DataMotion Report May 2006

DataMotion Report May 2006

--------------------------

Broader Impact:

---------------

We conducted a technology transfer workshop March 22, 2006 at

Stanford. In the workshop we reported on our DataMotion results of

the past two years, as well as on other work done in our group.

About 150 people participated, mainly from industry. The workshop

program can be found at

http://www-db.stanford.edu/datamotion/InfoLabWorkshop.htm

and photos from the event can be seen at

http://www-db.stanford.edu/~hector/photos/2006/infoLabWkshp/album.htm

We believe that this type of event helps disseminate

our results, and at the same time, helps

us learn about relevant problems in industry.

Research:

---------

During our third year, we have continued our DataMotion research,

in the four thrust areas. In what follows we describe

our results.

** Optimizing DataMotion Queries with Expensive Filters

DataMotion queries frequently need to perform expensive filtering

(e.g., image recognition, text analysis) on rapidly arriving

data. Furthermore, numerous continuous queries may be present and may

have some expensive filters in common. We consider the problem of

optimizing and executing multiple continuous queries, where each query

is a conjunction of filters and each filter may occur in multiple

queries. When filters are expensive, significant performance gains are

achieved by sharing filter evaluations across queries.

A shared execution strategy in our scenario can either be fixed, in

which filters are evaluated in the same predetermined order for all

input (suitable for relatively stable DataMotion scenarios), or

adaptive, in which the next filter to be evaluated is chosen at

runtime based on the results of the filters evaluated so far (suitable

for volatile scenarios). We present a greedy execution strategy and

show that it approximates the best strategy to within a factor

polylogarithmic in the number of queries and filters. We also show how

the execution overhead can be reduced by appropriate

precomputation. Finally, we present an experimental evaluation

demonstrating the effectiveness of our techniques.
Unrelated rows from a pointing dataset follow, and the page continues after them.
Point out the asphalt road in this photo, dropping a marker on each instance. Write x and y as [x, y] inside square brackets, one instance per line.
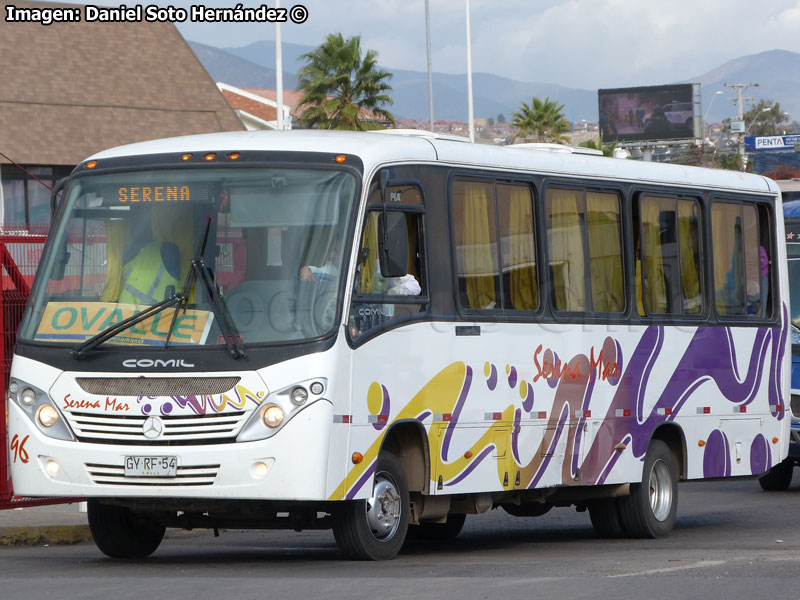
[731, 541]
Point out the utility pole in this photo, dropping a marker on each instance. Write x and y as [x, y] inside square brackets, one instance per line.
[430, 66]
[740, 88]
[469, 83]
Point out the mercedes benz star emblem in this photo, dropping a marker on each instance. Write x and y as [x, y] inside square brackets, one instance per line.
[153, 427]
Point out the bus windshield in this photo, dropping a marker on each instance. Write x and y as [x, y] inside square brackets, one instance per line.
[271, 240]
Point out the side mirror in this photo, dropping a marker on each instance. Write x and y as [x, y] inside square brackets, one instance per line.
[393, 244]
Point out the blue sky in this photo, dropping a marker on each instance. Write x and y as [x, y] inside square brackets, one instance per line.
[576, 43]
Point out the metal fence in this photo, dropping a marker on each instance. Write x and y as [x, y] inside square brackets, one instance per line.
[19, 257]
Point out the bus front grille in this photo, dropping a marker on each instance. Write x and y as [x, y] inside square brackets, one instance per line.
[177, 429]
[139, 387]
[190, 475]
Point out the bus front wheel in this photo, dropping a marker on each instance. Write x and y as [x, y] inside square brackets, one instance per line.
[120, 533]
[649, 511]
[375, 529]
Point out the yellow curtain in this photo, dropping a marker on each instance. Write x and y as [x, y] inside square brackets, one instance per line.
[369, 240]
[566, 249]
[479, 267]
[521, 251]
[118, 235]
[652, 267]
[605, 252]
[688, 238]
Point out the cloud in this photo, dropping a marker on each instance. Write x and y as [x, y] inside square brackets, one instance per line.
[576, 43]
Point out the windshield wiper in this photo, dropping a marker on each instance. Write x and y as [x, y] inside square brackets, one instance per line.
[199, 272]
[83, 350]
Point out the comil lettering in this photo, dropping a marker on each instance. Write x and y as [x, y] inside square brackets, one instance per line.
[159, 193]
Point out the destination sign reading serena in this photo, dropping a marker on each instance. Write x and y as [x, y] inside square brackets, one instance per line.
[155, 193]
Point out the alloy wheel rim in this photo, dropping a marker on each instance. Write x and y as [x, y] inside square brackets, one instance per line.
[660, 490]
[383, 508]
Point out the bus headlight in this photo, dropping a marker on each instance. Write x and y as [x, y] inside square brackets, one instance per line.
[280, 407]
[40, 409]
[272, 415]
[27, 397]
[299, 396]
[46, 415]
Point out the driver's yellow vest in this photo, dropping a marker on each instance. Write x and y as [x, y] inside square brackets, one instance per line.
[145, 278]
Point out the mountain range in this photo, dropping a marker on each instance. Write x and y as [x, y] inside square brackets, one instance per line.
[253, 66]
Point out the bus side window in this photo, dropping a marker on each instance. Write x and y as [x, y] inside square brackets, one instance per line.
[378, 300]
[741, 260]
[668, 266]
[585, 250]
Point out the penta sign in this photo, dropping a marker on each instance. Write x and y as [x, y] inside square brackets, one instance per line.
[758, 143]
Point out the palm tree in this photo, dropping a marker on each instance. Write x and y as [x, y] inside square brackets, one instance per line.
[342, 90]
[541, 121]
K. Munagala, U. Srivastava, and J. Widom. Optimization of Continuous

Queries with Shared Expensive Filters. Technical Report, November

2005.

http://dbpubs.stanford.edu:8090/pub/2005-36

** Queries in DataMotion Networks with Web Services

Web services are becoming a standard method of sharing data and

functionality among loosely-coupled systems, and they are likely to

become a prevalent method of integrating DataMotion nodes. We propose

a general-purpose Web Service Query Processor that enables querying

multiple web services in a DataMotion network in a transparent and

integrated fashion.

We have first tackled the problem of query optimization for

Select-Project-Join queries spanning multiple web services. Our main

result is an algorithm for arranging a query's web service calls into

a pipelined execution plan that optimally exploits parallelism among

web services to minimize the query's total running time. Surprisingly,

the optimal plan can be found in polynomial time even in the presence

of arbitrary precedence constraints among web services, in contrast to

traditional query optimization where the analogous problem is

NP-hard. We also give an algorithm for determining the optimal

granularity of data "chunks" to be used for each web service

call. Experiments with an initial prototype indicate that our

algorithms can lead to significant performance improvement over more

straightforward techniques.

U. Srivastava, J. Widom, K. Munagala, R. Motwani. Query Optimization

over Web Services. Technical Report, October 2005.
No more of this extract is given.